Although we will miss our houseof office, we feel our decision to move everyone to working remotely on a permanent basis has been a positive step forward for the business.
Jonathan Bass is the Chief Executive Officer and owner of Whom Home and PTM Images, the leading manufacturer of home décor in North America.
“The biggest change of mind I’ve had regarding remote work has been the realization of the magnitude of benefits that come with moving towards a fully remote workplace…”
As of right now, I am planning on moving away from a traditional office environment. I will not be able to eliminate my office space as I have a lease agreement tying me to the space for a specific time. However, I am planning to offer both an office space and flexibility to work remotely to my employees and have them decide individually.
Most of my employees have expressed a desire to return to the office environment once it is safe to do so. With all this considered, I do see a lot of benefits of having a remote workplace, such as cutting commuting time as well as operating costs. Currently, I am choosing to remain flexible and am doing my best to understand all of my employees’ needs and preferences.
Mike Sadowski is the CEO and founder at Brand24.com, a Poland-based startup that specializes in online reputation management and mentions all over the Internet. He has been in business since 2011 with his brand, and right now they’re one of the most popular online monitoring tools.
“I used to be concerned about how remote work would impact performance…”
When the pandemic situation made it obligatory to switch to remote work, I was skeptical at first and thought that I would see a decrease in the overall performance of my business.
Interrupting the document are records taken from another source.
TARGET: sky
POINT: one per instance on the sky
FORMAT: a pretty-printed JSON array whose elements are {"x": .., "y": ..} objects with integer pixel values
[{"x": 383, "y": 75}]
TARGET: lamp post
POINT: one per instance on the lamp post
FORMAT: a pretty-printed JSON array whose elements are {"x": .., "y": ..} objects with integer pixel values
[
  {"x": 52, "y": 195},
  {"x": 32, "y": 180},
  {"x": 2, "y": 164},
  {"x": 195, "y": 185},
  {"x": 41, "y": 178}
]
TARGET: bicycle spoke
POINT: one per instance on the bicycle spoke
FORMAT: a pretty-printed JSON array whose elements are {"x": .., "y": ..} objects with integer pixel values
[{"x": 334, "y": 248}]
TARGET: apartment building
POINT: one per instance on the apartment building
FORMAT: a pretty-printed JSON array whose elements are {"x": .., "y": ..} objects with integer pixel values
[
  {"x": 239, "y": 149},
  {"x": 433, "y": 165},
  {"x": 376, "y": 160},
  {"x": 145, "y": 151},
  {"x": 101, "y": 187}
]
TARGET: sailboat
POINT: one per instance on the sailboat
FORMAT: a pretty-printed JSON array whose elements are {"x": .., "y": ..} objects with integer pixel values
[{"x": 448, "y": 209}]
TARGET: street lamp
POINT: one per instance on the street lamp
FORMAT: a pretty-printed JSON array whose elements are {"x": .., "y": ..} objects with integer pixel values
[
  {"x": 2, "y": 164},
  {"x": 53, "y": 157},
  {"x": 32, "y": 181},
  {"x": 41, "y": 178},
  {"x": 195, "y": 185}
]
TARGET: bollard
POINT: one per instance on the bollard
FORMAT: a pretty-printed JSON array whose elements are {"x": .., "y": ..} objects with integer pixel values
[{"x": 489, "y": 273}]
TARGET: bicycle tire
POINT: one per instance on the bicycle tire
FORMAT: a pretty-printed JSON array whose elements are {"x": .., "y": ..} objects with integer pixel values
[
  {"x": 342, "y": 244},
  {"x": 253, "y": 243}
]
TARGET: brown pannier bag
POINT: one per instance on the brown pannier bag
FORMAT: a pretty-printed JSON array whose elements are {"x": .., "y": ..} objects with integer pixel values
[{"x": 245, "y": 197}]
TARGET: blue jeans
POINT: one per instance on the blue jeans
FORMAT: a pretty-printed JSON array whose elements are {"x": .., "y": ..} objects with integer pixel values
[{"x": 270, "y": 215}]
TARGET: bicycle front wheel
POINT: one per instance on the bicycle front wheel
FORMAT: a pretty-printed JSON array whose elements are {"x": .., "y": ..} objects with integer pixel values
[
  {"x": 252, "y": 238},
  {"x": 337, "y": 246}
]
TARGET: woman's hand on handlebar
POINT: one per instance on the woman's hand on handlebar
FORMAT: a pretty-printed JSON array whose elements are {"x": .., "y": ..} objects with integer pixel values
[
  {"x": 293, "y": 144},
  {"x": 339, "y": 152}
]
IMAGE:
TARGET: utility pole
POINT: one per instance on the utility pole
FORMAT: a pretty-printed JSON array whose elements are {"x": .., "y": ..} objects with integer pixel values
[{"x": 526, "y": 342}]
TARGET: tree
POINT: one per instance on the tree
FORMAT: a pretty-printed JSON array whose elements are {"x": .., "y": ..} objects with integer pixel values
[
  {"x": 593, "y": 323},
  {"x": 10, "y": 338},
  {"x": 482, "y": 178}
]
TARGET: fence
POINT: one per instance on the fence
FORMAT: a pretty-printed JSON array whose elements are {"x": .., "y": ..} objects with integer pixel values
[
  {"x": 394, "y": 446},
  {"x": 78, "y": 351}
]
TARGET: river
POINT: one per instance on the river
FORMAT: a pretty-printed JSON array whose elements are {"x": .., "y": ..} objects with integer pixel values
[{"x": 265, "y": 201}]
But as I got better at managing the remote workflow of my employees, I started seeing improvements.
I think that the crucial switch in my head happened when I saw an increase in productivity and happiness among my team. Previously, I had thought that regular office hours were the way to go – and I’ve never been so wrong before. Now that I switched to remote work, I’m never going back, as the technology used to manage it all is getting better, more intuitive, and easier to use.
James Pearson is the CEO of eVenturing, one of the fastest-growing websites in the small business space.
“Initially, I had my doubts and hesitations about a remote work setup…”
I had heard that a couple of businesses had failed due to unproductive employees and a lack of strong work culture that comes with this kind of setup.
Getting rid of daily face-to-face interaction with your colleagues makes it tougher to cultivate a culture of camaraderie and teamwork among your employees. Losing that physical “human touch” makes it harder to extend opportunities for better collaboration and establish the relationships and networks that we all get from a traditional office setup.
However, as the pandemic pushed us to embrace remote work as the new normal, it allowed us to see the other side of the coin. It helped us to unlock an opportunity to see remote work from a different perspective. For example, remote work greatly reduces office politics. As we all know, this is an unavoidable work-related stress among employees. The gossiping, unnecessary tension and drama, and toxic competition that creeps in in a traditional setup are gone or minimized in a remote work setting.
This is because employees are highly driven to provide results and productivity in a remote work setting, which eliminates unnecessary habits and distractions that steal away their efficiency. I’m not saying that social isolation is good. But remote work has great advantages that we should not take for granted. It is still important to create a happy and thriving remote work setup that your team will surely appreciate.